I would start the scaffolding at knee height. Cut/pinch off all new growth below that. Cut off all branches growing toward the middle right now and notch the two larger scaffolds halfway down just above an outward-facing branch. This will divert most of the energy to the branch below the notch until it heals over, but will also send up enough nutrients to keep that little bit of fruit growing. Give that nubby scaffold a chance to grow out in the opposite direction and add some balance. Then late-winter prune at the notches.
There should be plenty of new growth to give you some fruit next year, which you wouldn’t have if you just severely prune it back next winter to reset the scaffolding.
If you don’t have deer problems and your main goal is a shorter tree that’s easy to spray and easy to harvest you’re going to have to make some drastic cuts. The reason why you cant really wait to cut the larger branches later is because branches work like pipes, so the larger diameter branches will always draw the most resources and grow the most, stunting the growth of the smaller branches.
The lowest effort way is to right now cut at somewhere between knee and waist high, pick 3-4 evenly spaced branches and remove everything else, it also pays to use spreaders or tie-downs to get the branches to a ~45° angle. You want to start your lowest branch at least 1’ from the ground.
If you really cant for some reason do the drastic cuts above an option would be to do a partial girdle / spiral girdle to artificially stunt the growth of the existing larger branches. You basically take a hacksaw blade and cut into the branch 1/8" deep in a spiral to limit the resource uptake. See this example: Partial girdling a pluot tree
Ultimately you want to achieve the classic vase shape for peach. Had the top two large scaffolds been pruned at the same level as the nub on the backside it would be more closer to the vase shape you desire. Also there is excessive lean, I would take action now to try to get more upright growth by staking and pulling it back closer to vertical. It’s easier now than later to get it straightened up. Jeremy has good tips that can allow your fruit to be ripened and gathered this year. Since it’s a full sized tree, you definitely need to pull it to vertical and top those two high scaffolds soon.

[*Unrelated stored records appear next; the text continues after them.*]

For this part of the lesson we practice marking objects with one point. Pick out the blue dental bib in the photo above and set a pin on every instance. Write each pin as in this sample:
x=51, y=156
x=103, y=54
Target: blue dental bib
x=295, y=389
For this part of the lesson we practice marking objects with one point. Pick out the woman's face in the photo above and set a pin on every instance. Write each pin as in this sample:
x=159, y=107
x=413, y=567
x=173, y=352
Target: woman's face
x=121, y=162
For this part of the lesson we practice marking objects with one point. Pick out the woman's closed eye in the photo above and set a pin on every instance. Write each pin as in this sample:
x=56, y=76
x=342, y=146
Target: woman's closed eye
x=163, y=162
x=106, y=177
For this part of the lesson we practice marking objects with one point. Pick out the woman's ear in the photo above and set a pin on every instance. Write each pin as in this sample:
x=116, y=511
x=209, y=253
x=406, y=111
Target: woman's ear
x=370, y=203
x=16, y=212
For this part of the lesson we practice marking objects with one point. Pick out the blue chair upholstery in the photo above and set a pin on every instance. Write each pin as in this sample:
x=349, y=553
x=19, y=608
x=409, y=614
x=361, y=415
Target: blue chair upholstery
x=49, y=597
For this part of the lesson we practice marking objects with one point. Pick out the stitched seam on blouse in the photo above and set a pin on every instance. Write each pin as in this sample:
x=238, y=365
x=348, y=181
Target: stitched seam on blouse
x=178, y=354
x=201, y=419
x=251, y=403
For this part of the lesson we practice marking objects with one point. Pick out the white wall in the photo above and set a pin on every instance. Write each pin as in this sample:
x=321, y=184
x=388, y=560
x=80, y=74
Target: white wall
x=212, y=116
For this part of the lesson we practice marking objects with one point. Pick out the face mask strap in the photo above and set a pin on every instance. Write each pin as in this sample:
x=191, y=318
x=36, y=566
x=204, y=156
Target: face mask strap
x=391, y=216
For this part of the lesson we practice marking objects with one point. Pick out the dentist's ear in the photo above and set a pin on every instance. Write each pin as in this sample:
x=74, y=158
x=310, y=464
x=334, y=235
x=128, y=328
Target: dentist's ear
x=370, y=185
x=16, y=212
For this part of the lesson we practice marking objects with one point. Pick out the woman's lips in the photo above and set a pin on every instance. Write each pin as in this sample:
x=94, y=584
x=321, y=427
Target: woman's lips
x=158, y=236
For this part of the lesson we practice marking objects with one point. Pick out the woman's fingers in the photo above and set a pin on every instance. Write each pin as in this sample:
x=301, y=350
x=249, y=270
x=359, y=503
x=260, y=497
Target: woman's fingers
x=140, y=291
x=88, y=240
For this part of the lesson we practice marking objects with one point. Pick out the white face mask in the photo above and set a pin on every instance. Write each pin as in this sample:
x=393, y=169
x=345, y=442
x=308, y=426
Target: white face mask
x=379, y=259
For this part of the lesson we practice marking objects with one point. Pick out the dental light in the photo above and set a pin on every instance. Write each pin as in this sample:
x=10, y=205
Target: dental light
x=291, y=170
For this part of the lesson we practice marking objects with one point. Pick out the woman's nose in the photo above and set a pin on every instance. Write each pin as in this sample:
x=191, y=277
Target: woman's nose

There are many ways to get to a vase shaped peach tree. You could top the two top scaffolds as Dennis suggests. Or you could just start over and select new scaffolds.
Part of the reason you don’t want scaffolds with diameters larger than 50% of trunk diameters (I actually prefer diameters less than 1/3 the size of the trunk) is that those large scaffolds don’t typically form collars, so they are structurally weaker and more prone to breakage. The top scaffold diameter can be larger than 50% of the trunk diameter at the point it attaches because the top scaffold doesn’t really form a collar anyway. Those scaffolds typically don’t break down. It’s the lower ones which cause the tree to split.
Your top scaffold is pretty big (diameter wise) but as I mentioned it really doesn’t matter. It does need to be pruned lower to a more horizontal growing bud or shoot.
The small scaffold you selected on the other side looks fine. Commercial growers start scaffolds a little higher than that to allow for mowing/spraying equipment under the tree. That’s the only reason they start them higher. Home growers can start scaffolds as low as desired because home growers are typically using hand held sprayers and push mowers to mow under pedestrian peach trees.
I wouldn’t worry about the tree being out of balance by selecting the new shoot you have marked on the other side. The tree will balance out enough as it matures, so you shouldn’t notice any drawbacks.
Likewise, I wouldn’t worry about the lean either, as long as your soil isn’t sandy, and you keep the trees pruned to a pedestrian height. Nothing taller than 8’ for a mature tree. Of course the tree will be much lower as you are shaping it.
We have peach trees leaning every which way and have never had a blow over…yet. This is in KS wind where 40 mph winds aren’t uncommon and trees routinely subjected to 60 mph winds in thunderstorms, or an occasional 80 mph wind. Here is a vid which may be helpful.
No, when the tree loads up with fruit on those taller scaffolds, the weight of the fruit at that higher elevation could easily break the trunk. Better not to take that chance when it’s so easy to pull it back to the vertical now. After another year or so of growth and you will not be able to get it back to vertical. Those lower level backside limbs with not offer enough counter leverage to support those taller ones when they load with fruit.
Regarding the branch that you selected as a counterbalance and have tied, if there are any little ones above it in the same plane I would leave them to grow as a possible alternate scaffold a little higher up. Next year you can decide if they stay or go. Everyone is going to tell you some slightly different things, there is no single right way. You could straighten the trunk, or not. There was a different thread on here recently where we discussed the leaning tree.